Курт – коллега, о котором можно только мечтать. Он – идеальный медбрат, рядом с ним хочется быть хорошим врачом. Я очень многому научился у него, наблюдая, как он разговаривает с пьяницами, наркоманами, скандалистами. Он находит подход к каждому и становится каждому другом. Он – мой настоящий учитель. Он учитель всех, кто работает в приемном покое. Он – древняя душа, оказавшаяся в окружении самых невероятных тел и ситуаций. Мне хочется быть таким, как он, лучом света в этом зачастую темном царстве.

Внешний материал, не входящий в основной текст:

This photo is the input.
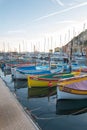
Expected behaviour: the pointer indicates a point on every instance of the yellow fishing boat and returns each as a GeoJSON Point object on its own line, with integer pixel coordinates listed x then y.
{"type": "Point", "coordinates": [72, 88]}
{"type": "Point", "coordinates": [48, 80]}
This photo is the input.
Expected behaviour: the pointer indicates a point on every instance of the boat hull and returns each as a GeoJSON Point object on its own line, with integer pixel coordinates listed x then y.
{"type": "Point", "coordinates": [35, 82]}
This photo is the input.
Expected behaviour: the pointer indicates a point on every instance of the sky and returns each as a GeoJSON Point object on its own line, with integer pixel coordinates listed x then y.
{"type": "Point", "coordinates": [45, 24]}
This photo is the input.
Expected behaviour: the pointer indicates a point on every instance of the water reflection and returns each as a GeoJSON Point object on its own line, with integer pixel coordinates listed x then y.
{"type": "Point", "coordinates": [20, 84]}
{"type": "Point", "coordinates": [41, 92]}
{"type": "Point", "coordinates": [71, 106]}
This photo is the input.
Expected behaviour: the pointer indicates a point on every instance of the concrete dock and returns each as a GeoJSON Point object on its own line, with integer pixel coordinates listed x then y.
{"type": "Point", "coordinates": [12, 114]}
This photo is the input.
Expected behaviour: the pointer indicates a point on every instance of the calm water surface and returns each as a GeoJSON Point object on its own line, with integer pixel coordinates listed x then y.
{"type": "Point", "coordinates": [46, 110]}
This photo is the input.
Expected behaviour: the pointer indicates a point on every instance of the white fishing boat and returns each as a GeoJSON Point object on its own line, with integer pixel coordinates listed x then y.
{"type": "Point", "coordinates": [72, 88]}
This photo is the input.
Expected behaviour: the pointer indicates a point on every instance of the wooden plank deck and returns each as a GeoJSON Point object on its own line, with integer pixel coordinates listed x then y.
{"type": "Point", "coordinates": [12, 114]}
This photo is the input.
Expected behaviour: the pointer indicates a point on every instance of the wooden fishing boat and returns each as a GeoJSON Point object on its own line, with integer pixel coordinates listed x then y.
{"type": "Point", "coordinates": [49, 80]}
{"type": "Point", "coordinates": [71, 106]}
{"type": "Point", "coordinates": [72, 88]}
{"type": "Point", "coordinates": [41, 92]}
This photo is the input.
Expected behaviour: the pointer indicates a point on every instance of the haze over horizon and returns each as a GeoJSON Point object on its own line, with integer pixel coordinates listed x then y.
{"type": "Point", "coordinates": [27, 23]}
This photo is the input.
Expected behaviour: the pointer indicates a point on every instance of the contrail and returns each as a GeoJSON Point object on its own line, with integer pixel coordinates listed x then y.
{"type": "Point", "coordinates": [59, 2]}
{"type": "Point", "coordinates": [62, 11]}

Я встаю со стула и спиной подхожу к аппарату ЭКГ. Я заправляю ленту обратно в аппарат. Она втягивается внутрь со странным шорохом. Я отступаю дальше и вместе с сестрой смотрю на экран в реальном времени. Я чувствую, как у меня сжимается горло и пересыхает во рту. Я чувствую, как колотится мое сердце, а руки сводит от страха. Линии на экране убегают назад. И все равно они показывают инфаркт.
Я пятясь подхожу к кровати. Курт выглядит лучше – щеки его не такие бледные, даже розоватые. Он указывает на приемный покой, на пациента, которым он занимался несколько минут назад. Я знаю, что он просит кого-то из сестер присмотреть за его пациентами.
Неожиданно лицо его краснеет, словно Курта бросило в жар. Но румянец исчезает так же быстро, как появляется. Я сажусь рядом с ним. Сестра снимает с его груди датчики ЭКГ. Она убирает их на место, один за другим.
Курт поднимается и надевает форменную рубашку. Он явно напуган, но продолжает подшучивать, как всегда.
Сцена передо мной меняется. Неожиданно я оказываюсь за столом в холле – что-то ввожу в компьютер. Я поднимаю глаза и вижу, как Курт сгибается пополам, хватаясь за сердце. Пот капает с его лба на пол. Он смертельно бледен.
Из палаты выскакивает пациент и начинает сердито орать на Курта. Оба стоят в дверном проеме. Пациент кричит, злится из-за долгого ожидания. Он оскорбляет Курта за лишний вес. Я в ярости. Сегодня суббота, пациентов много. Разозленный мужчина ждал почти четыре часа – он приехал с зубной болью, которая мучила его с Рождества. Но он не знает, что весь день приемный покой занимался жертвами автомобильной катастрофы – два семейных автомобиля столкнулись на трассе. Сегодня утром наш приемный покой более всего походил на военно-полевой госпиталь, а не на маленькую провинциальную больницу. Двое детей и один из родителей погибли. Курт занимался обоими детьми.
Но, конечно же, Курт не может объяснить пациенту, почему ему пришлось ждать. Он просто стоит, а мужчина орет на него. Он дает ему возможность дать выход гневу. Он принимает чужие эмоции, потому что должен. Он что-то невнятно бормочет, и я понимаю, что он извиняется – извиняется за долгое ожидание, в котором нет его вины. Он, как губка, впитывает гнев пациента. Я вижу, как тяжело ему приходится. Он давно научился молча стоять и принимать гнев и ярость других людей. Каждому из тех, кто работает в приемном покое, приходится учиться справляться с негативными эмоциями.
Неожиданно я возвращаюсь на четыре часа и девятнадцать минут назад. Через шестьдесят секунд на трассе произойдет та авария.